While the majority of the economic and financial concerns of recent years and their effects have mostly subsided, many still adhere to a cautious sense of convenience, having learned thru hardship first hand Caring for and training your horses are still just about as costly as before the commercial crisis. Not a huge amount of equestrians have the budget to accomplish what they desire with their horses, but interrelated costs haven’t dropped much at all. So what are we to do in the face of mandatory practicality and limited financial reach? Improvisation.
Yes, we will still enjoy ourselves with slow pony riding, but many equestrian trainers still have burning desires to coach their horses for sport. And though not precisely for dressage level events, the game trainers want to compete in still comprise infrastructure and training methods that in turn need financial capacity—or at least creativeness and ingenuity to by-pass that. Indeed, with a little retrospection, bartering, and borrowing, a coach can do a lot with what’s at hand. Frankly, what you can cook up won’t be adequate to prepare for dressage, but your target is cheap horse activities that prosper even in such a constricted economy. Dressage does not precisely fit the bill.
So let’s see what you were given first. Retrospect. See what you have handy and imagine what you can do with it. If you’ve got a piece of flat land you use to house two or three corrals, why not change your point of view? Instead of corrals, why don’t you use the space to substantiate a coaching pen on good footing? But wait, though that is sufficient room for horse riding, is there anything you can train your horses for with it? Well, what about jumping?
You probably have equestrian friends who’ve got a couple of jumps scattered around. Borrow them. Set them up in the new training pen. Naturally, you will need to clear the space and set up the new perimeter. Doing so alone would take great time and effort, so barter with neighbors so they can help you. Do one chore for them in return for their aid. Now that everything’s set up, it is time to proceed with the jumping training.

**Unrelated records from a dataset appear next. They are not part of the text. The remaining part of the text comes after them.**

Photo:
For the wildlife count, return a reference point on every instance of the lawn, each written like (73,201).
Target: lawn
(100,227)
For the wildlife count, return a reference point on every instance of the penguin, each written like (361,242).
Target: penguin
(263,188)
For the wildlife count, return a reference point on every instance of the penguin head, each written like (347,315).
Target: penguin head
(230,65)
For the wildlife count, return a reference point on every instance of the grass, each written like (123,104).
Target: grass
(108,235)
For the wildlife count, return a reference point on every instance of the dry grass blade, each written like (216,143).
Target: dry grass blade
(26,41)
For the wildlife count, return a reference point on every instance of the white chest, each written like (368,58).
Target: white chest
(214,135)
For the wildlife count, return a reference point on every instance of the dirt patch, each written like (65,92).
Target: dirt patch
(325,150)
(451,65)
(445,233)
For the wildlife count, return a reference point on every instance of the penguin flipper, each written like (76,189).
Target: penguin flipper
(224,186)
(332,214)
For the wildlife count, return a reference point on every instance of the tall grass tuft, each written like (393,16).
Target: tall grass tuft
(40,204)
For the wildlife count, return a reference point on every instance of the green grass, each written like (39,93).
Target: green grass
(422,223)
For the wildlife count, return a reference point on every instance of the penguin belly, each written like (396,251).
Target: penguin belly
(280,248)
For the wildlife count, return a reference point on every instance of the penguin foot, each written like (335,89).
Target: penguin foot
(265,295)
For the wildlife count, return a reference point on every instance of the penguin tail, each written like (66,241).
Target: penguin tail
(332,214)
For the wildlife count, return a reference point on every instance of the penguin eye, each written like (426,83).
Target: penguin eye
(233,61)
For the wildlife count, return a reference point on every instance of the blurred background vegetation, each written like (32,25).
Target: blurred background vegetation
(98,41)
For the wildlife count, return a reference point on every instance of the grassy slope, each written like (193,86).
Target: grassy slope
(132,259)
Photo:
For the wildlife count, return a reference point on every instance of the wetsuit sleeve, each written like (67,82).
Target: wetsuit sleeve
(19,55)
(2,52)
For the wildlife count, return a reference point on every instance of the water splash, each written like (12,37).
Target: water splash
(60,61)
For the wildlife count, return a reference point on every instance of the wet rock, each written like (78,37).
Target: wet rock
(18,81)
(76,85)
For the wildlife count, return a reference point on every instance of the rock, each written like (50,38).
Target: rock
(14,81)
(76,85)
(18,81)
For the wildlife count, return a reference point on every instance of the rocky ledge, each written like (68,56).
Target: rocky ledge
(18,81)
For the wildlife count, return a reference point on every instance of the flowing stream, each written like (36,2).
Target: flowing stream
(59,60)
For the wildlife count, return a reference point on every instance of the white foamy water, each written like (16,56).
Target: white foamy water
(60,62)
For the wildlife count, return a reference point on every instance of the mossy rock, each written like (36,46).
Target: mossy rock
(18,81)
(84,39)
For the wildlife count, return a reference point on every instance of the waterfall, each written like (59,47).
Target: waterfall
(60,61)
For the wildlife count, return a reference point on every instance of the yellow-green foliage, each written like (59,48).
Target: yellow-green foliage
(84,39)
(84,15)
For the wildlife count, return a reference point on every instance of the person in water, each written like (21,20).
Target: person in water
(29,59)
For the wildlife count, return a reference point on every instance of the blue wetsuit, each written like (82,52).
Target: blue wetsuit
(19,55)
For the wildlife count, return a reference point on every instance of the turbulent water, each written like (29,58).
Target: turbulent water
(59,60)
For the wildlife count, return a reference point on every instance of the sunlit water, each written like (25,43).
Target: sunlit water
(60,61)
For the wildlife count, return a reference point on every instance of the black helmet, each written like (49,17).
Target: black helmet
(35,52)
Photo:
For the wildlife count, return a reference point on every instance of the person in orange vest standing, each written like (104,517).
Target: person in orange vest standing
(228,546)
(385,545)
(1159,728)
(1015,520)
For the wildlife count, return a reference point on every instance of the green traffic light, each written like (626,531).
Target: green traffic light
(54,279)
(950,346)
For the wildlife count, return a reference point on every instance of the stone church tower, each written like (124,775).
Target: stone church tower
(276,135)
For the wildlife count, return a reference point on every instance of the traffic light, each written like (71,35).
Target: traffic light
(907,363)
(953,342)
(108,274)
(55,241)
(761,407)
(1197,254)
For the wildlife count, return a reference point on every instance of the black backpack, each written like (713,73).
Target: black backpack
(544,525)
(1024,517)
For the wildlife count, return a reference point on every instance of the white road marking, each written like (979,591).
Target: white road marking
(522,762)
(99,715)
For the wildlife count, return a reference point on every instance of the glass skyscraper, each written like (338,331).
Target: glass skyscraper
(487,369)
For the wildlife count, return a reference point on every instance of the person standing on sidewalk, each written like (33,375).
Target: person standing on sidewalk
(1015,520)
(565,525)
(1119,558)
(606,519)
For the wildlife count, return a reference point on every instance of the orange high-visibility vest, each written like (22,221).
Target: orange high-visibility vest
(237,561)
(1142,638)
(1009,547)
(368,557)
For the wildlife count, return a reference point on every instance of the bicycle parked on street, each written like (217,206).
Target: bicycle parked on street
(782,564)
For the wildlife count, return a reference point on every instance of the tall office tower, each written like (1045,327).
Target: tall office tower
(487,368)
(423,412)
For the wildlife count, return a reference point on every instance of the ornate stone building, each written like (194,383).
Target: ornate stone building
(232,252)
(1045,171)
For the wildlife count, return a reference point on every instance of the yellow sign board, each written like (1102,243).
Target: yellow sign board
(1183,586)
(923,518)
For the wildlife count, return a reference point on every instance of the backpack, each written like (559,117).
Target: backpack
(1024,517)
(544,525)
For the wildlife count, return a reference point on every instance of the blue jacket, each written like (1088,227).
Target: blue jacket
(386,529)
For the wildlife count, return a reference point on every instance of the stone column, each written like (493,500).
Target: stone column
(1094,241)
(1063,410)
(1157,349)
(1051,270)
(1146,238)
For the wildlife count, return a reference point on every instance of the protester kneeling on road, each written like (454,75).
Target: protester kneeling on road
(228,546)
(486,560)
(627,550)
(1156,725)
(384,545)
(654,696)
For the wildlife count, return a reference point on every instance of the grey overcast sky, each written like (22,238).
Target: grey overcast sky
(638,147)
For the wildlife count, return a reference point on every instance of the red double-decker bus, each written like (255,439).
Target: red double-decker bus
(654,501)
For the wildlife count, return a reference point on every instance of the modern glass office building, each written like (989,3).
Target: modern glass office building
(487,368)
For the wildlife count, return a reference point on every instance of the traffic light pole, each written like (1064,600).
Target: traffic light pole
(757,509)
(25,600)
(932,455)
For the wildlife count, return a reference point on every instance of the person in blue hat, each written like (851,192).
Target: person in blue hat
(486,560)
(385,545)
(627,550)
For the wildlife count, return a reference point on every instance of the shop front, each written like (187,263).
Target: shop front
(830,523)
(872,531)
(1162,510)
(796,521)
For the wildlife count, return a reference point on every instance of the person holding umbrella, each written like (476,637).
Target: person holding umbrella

But wait, there are a variety of different jumping difficulties and methods in the equestrian sport. Would one or two jumps be acceptable coaching material? Well, that depends. Here’s where ingenuity and creativeness kicks in the most—even more than when you looked at that piece of flat land and went on to transform it from corrals to a training pen.
You can train horses in several alternate ways to jump across hurdles using even only one jump. It’d be an experiment at most, but stick to your most trusty equestrian training methods. Consult specialists and more experienced trainers and breeders, and use other barriers and environs, like natural hurdles, when horse riding. This way, your horse can also put what she is taught into operation.
Horses are Heather Toms’ passion and she enjoys sharing her extensive knowledge through her 100’s of articles with other horse lovers… like all things about horse rugs.